|M.Sc Student||Trachtenberg Estherina|
|Subject||Cognitive Impairment in Hodgkin Lymphoma|
|Department||Department of Medicine||Supervisors||Professor Eldad Dann|
|Professor Judith Aharon-Peretz|
|Full Thesis text|
Hodgkin lymphoma (HL) mostly affects
young adults (median age 33y). Due to the use of efficient staging techniques
and treatment methods, HL patients have a 5-year survival of 97%.
Cancer-related cognitive impairment (CRCI) is a frequent complaint among HL
survivors (HLS). CRCI is commonly reported following the administration of
chemotherapy (“chemo-brain”). CRCI is characterized by impairment in memory,
attention, executive functions and a decrease in processing speed. However,
CRCI in HLS is not extensively studied. The current study aimed to assess the
incidence and characteristics of CRCI in HLS.

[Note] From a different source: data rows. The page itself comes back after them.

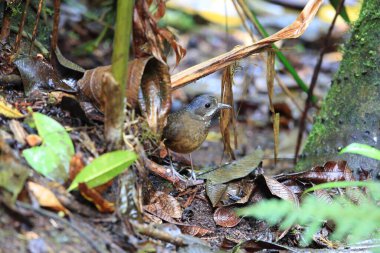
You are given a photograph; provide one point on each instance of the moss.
(350, 110)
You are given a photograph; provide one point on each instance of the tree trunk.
(351, 110)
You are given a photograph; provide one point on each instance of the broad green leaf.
(104, 168)
(362, 149)
(52, 158)
(343, 12)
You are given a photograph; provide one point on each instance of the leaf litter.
(233, 185)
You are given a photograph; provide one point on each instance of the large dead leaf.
(195, 230)
(12, 174)
(234, 170)
(294, 30)
(226, 217)
(280, 190)
(329, 172)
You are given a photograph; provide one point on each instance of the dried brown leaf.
(148, 38)
(329, 172)
(18, 131)
(76, 165)
(155, 102)
(195, 230)
(280, 190)
(33, 140)
(38, 75)
(226, 217)
(167, 204)
(8, 111)
(103, 205)
(227, 117)
(294, 30)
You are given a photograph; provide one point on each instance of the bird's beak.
(223, 106)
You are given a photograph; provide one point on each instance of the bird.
(187, 128)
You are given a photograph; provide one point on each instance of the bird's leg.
(174, 171)
(193, 176)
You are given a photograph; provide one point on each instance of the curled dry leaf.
(46, 197)
(33, 140)
(294, 30)
(155, 101)
(195, 230)
(235, 170)
(226, 217)
(148, 38)
(280, 190)
(103, 205)
(237, 193)
(165, 204)
(146, 76)
(91, 85)
(76, 165)
(8, 111)
(331, 171)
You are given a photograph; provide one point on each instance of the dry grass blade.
(294, 30)
(270, 78)
(276, 134)
(227, 116)
(270, 84)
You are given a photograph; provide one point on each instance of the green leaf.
(52, 158)
(362, 149)
(104, 168)
(343, 12)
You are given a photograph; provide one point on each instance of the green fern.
(359, 221)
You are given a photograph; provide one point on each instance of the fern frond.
(359, 221)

HLS who completed first-line therapy (chemo±RT) and remained in complete remission for 6 months to 5 years from the end of therapy were evaluated. Age-and education-matched individuals served as healthy controls (HC). Test results were compared to population norms and to HCs.Study participants completed self-reported questionnaires evaluating fatigue (MFI-20), depression (BDIII), anxiety (HA), quality of life (QLQ-C30) and cognitive function (FACT-cog) and underwent a neurocognitive evaluation. The test battery included: The California verbal learning test (CVLT), digit span (WAIS-III), trail making tests (TMT) A, Stroop and Raven progressive matrices tests and 5 sub-tests from the CANTAB Computerized Battery, assessing the processing speed, memory, attention, executive functions, and intelligence domains. Test results were presented in standard scores. Since each neuropsychological test measures multiple parameters, significant representative test-parameters were chosen for each test. A domain was regarded impaired when the subject scored ≤ 1.5 SD below the expected norm, in at least one significant representative parameter belonging to a neuropsychological test. Test results were compared to population norms and to HCs.

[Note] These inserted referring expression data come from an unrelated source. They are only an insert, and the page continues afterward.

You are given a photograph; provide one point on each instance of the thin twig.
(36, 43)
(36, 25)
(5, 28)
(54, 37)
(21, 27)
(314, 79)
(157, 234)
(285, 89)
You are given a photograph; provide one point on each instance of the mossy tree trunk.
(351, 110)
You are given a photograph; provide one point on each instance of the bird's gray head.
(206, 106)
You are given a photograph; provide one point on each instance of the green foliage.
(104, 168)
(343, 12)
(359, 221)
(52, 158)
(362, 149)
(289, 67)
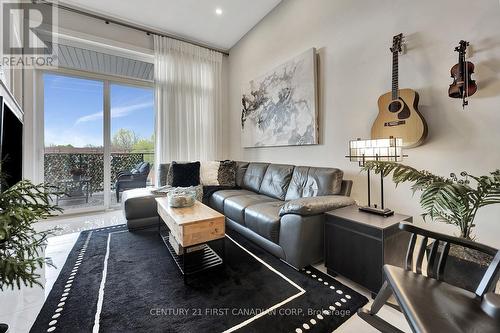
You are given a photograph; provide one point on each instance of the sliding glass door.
(132, 138)
(98, 139)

Our findings in the present study included 51 HLS with a median age of 28 years (range 19-48), mean education of 14.5±2.5 years and median time from end of therapy equating to 24 months (range 4-59) as well as 14 HC with a median age of 27.5 years (range 20-38) and mean education of 14.8±2.2 years. Complaints related to cognitive deterioration (Fact-Cog) and fatigue (MFI-20) were significantly more severe and more frequent in HLS compared to HC. Severe depression and anxiety were infrequent among HLS. Notably, the HC group had significantly fewer complaints and symptoms across all scales. In the neuropsychological evaluation, HLS scored within the impaired range on ≥1 significant representative test-parameter assessing domain: 41% on executive functions, 28% on memory and learning, 12% on attention, and 22% on processing speed. All the evaluated significant representative test-parameters are listed in Table 2. We found that 35% of HLS were impaired on ≥1 cognitive domain and 30% on ≥ 2 cognitive domains. In conclusion the present study demonstrates that fatigue and cognitive impairment, predominantly in executive functions and memory, constitute frequent and alarming complaints in HLS. These adverse effects can persist and may exert an impact on all aspects of life. Given the young age of HLS and the enormous impact of CRCI on life aspects, benefit versus risk profiles of the therapeutic protocols applied in HL should be reconsidered and individually tailored.